# homemade vivarium pics!! let me know what you think please



## ryan howson (Jul 25, 2010)

Hi,
just thought i would put up two pictures of my homemade vivarium to find out what people think of it

only cost me £50 for the wood cut to size!!!!!



















i still need to fit the flooring properly and put on the glass sliding doors once the runners arrive but i just wanted to find out what people thought

thanks


----------



## Rachelsands (Sep 29, 2009)

looks good!
plenty of UV, whats goin in?


----------



## ryan howson (Jul 25, 2010)

at the pet shop were i bought the uv's and heat lamp from they told me that i would need 2 uv's to light up both sides. could the uv's cause a problem?


----------



## Rachelsands (Sep 29, 2009)

ryan howson said:


> at the pet shop were i bought the uv's and heat lamp from they told me that i would need 2 uv's to light up both sides. could the uv's cause a problem?


oh no its a good thing 
but whats goin in there? lol


----------



## ryan howson (Jul 25, 2010)

oooooo lol, im putting a bearded dragon inside once i have finished it. i still need to put in the glass sliding dorrs and the runners also im looking for a nice hide and other things still only in the process of building it atm


----------



## _Birdeater_WM_ (Jan 2, 2010)

loooks very good : victory:


----------



## Egzber (Jul 12, 2010)

This looks awesome! :2thumb:


----------



## ryan howson (Jul 25, 2010)

thanks people.
the surface area is 36" (3ft) x 16" each side so that would be 32" x 72" if it was straight but i thought i would make it a little different so i made it in a L shape lol

also the area at the bottom will be having doors on for storage of any bits and bats i may need to put in there

just need to buy some covering for it now though, thinking brown leather


----------



## Rachelsands (Sep 29, 2009)

ryan howson said:


> oooooo lol, im putting a bearded dragon inside once i have finished it. i still need to put in the glass sliding dorrs and the runners also im looking for a nice hide and other things still only in the process of building it atm


thats even better then!
Good luck with finishing it and be sure to post some finished pics also


----------



## ryan howson (Jul 25, 2010)

im also wondering if anyone has any ideas for a hide? the weirder and wilder the better


----------



## Meko (Apr 29, 2007)

vivs the same as i did mine, but mines 6ft and 5ft, instead of going for two UVB's i went for a 4ft one and put it diagonal across the corner.
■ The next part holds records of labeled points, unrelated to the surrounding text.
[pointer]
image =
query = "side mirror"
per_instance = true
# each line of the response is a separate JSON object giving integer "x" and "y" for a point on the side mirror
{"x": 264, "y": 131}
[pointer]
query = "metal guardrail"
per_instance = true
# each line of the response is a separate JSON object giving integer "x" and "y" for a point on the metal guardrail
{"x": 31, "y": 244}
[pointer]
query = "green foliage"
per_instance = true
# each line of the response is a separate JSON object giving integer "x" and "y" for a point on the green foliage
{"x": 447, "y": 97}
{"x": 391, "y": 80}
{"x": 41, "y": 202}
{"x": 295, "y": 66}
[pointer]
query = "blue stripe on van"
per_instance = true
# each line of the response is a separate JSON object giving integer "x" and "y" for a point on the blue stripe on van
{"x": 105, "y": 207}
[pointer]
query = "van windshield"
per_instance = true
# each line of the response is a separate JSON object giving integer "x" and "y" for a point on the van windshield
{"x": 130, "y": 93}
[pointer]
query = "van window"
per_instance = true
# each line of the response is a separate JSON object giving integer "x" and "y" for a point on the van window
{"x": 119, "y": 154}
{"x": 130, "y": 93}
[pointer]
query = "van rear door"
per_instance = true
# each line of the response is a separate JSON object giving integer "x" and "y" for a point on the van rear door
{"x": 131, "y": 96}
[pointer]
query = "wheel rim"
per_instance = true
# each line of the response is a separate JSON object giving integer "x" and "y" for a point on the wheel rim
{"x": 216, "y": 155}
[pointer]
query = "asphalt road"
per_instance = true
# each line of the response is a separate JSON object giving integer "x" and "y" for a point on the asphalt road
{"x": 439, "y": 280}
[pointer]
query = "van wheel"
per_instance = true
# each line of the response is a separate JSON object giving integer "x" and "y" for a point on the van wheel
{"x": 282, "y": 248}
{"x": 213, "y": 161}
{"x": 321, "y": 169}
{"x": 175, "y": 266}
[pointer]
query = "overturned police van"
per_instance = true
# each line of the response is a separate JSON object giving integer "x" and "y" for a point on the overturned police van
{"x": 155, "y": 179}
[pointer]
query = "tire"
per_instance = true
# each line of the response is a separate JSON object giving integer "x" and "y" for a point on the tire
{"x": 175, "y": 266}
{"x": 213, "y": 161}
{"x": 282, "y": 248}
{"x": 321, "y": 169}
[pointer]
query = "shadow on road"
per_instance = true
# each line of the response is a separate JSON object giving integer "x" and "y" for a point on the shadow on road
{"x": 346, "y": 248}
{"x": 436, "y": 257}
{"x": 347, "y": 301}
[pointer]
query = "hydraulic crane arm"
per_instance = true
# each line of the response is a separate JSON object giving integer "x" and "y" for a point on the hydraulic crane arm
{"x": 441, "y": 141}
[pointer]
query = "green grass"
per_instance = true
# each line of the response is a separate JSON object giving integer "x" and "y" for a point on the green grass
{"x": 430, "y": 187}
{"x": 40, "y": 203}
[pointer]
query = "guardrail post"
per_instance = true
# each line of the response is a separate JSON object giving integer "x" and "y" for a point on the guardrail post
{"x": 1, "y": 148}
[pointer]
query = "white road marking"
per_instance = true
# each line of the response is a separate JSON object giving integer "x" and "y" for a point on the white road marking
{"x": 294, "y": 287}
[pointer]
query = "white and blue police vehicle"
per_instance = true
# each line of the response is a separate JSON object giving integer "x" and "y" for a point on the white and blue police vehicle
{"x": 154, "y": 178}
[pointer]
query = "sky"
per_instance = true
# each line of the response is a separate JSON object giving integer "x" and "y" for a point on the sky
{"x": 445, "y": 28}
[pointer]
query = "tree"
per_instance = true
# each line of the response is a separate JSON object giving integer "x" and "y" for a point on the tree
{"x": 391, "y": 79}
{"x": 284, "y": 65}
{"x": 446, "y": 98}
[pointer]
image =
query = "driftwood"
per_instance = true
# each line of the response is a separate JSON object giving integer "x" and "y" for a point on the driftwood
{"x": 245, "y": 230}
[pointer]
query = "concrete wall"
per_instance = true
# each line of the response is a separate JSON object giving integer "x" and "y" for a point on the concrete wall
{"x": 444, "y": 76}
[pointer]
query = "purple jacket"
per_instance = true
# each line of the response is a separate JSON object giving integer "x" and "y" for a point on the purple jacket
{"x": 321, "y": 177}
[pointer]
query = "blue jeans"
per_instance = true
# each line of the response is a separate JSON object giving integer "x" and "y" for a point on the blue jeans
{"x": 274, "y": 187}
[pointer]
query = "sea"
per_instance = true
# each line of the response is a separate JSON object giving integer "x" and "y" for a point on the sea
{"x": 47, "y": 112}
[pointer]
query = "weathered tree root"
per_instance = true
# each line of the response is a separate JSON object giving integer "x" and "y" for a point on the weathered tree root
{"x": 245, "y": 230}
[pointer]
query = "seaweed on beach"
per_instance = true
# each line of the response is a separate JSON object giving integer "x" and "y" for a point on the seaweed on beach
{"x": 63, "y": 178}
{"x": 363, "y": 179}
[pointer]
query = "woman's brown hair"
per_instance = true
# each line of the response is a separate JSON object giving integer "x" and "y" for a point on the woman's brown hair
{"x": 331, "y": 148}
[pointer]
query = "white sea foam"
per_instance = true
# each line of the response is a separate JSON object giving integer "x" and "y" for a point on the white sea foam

Gives pretty good coverage.


----------



## Spuddy (Aug 24, 2009)

that looks pretty awesome dude. :2thumb:


----------



## [email protected] (Sep 6, 2009)

looks good  put a pair in!!! there is enough room  also for a hide you could make a fake background and make the hide inside it  seen this done in a fake rock vid for a beardy or maybe make ledges and caves that all link up !!! like a mountain scene


----------



## ryan howson (Jul 25, 2010)

thanks for all the replies!!
building a hide into the background is a very good idea!! but im good at building big things and not very good at fiddly things lol

can still give it a try though i suppose!


----------